The key step is to compute $\deg_C \mathcal O_X(-C)|_C$ (Note that $\mathcal O_X(-C)$ isn't locally free since $C$ isn't a Cartier divisor, but it is always reflexive, in particular torsion-free. Hence, $\mathcal O_C(-C)$ is always an invertible sheaf). Artin claims that it is equal to $-1$, but I don't understand his argument.
In our case, since $2C$ is isomorphic to a double line in $\mathbb P^2$, the degree is the same as for such a line, i.e., $[-C,C]=-1$.

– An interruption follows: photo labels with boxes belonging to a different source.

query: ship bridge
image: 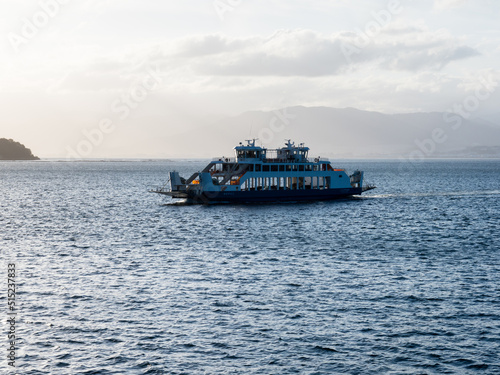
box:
[234,139,267,163]
[276,139,309,163]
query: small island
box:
[0,138,40,160]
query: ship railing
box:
[148,177,172,193]
[212,156,236,163]
[308,156,330,163]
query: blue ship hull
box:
[190,188,362,203]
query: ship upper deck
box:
[224,139,328,163]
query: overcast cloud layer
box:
[0,0,500,157]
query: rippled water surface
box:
[0,161,500,374]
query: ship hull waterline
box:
[158,188,366,204]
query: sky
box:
[0,0,500,158]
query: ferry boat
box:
[151,139,375,203]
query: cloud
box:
[173,27,479,77]
[434,0,469,10]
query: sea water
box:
[0,160,500,375]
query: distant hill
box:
[0,138,40,160]
[162,106,500,158]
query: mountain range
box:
[162,106,500,158]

How could one put this into a rigorous argument? It is not clear how to relate $\deg_C \mathcal O_C(-C)$ with this immersion since $\mathcal O_C(-C)^{\otimes 2} \neq \mathcal O_C(-E)$.
P.S. By a rational singularity I mean that for any normal modification $f:X \to Spec A$ we have $H^1(X,\mathcal O_X)=0$. If $A$ is also Gorenstein, it is called rational double point. The latter condition is equivalent to $\dim_k \mathfrak m/\mathfrak m^2 \leq 3$.

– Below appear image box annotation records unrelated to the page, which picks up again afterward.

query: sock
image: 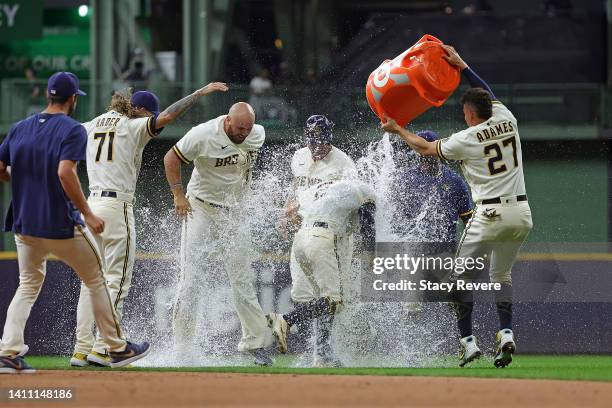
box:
[452,291,474,338]
[495,283,512,330]
[283,298,339,326]
[314,314,335,356]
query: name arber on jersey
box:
[96,117,121,127]
[476,121,514,143]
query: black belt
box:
[195,197,229,210]
[482,194,527,205]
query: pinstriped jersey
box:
[436,101,526,201]
[291,146,357,192]
[83,111,156,194]
[172,115,266,206]
[298,179,375,228]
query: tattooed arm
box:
[155,82,228,129]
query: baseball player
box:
[0,72,149,373]
[164,102,273,365]
[70,82,227,367]
[268,178,376,353]
[382,46,533,367]
[279,115,357,367]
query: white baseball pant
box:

P.S.2. In the formulation of Lemma $E$ should be equal to a double line $2C$ with respect to the natural immersion $X \to \mathbb P^2_A$ defined by the sheaf $\mathcal O_X(-E)$.
UPD: Jason Starr mentioned in the comments that if $A$ is defined over a field $k$, then $A\cong k[[x,y,z]]/(F(x,y,z)-G(x,y,z))$, where $F$ is homogeneous quadratic polynomial and $G$ is of degree at least $3$. We can do almost the same without assuming that $A$ is defined over a field. Namely, since $A$ is a rational double point $\dim_k \mathfrak m^n/\mathfrak m^{n+1}=2n+1$. Then we have $3$ generators for $\mathfrak m$ and there is precisely one relation in degree $2$ between them in $gr_{\mathfrak m} A$. Let this relation be $F(x,y,z)=G(x,y,z)$, where $F,G\in k[T_1,T_2,T_3]$ are polynomials of degree $2$ and $3$ respectively ($F$ is also homogeneous). Since $E\cong Proj(gr_{\mathfrak m} A)$ we conclude that $E\cong V(F) \subset \mathbb P^2_k$. Taking into account that $E=2C$ we can actually choose (after a suitable linear change of coordinates) $F(T_1,T_2,T_3)=T_1^2$.
But I still don't understand what is the connection between $\deg \mathcal O_C(-C)$ and the intersection number $[-C,C]$ inside $\mathbb P^2_k$.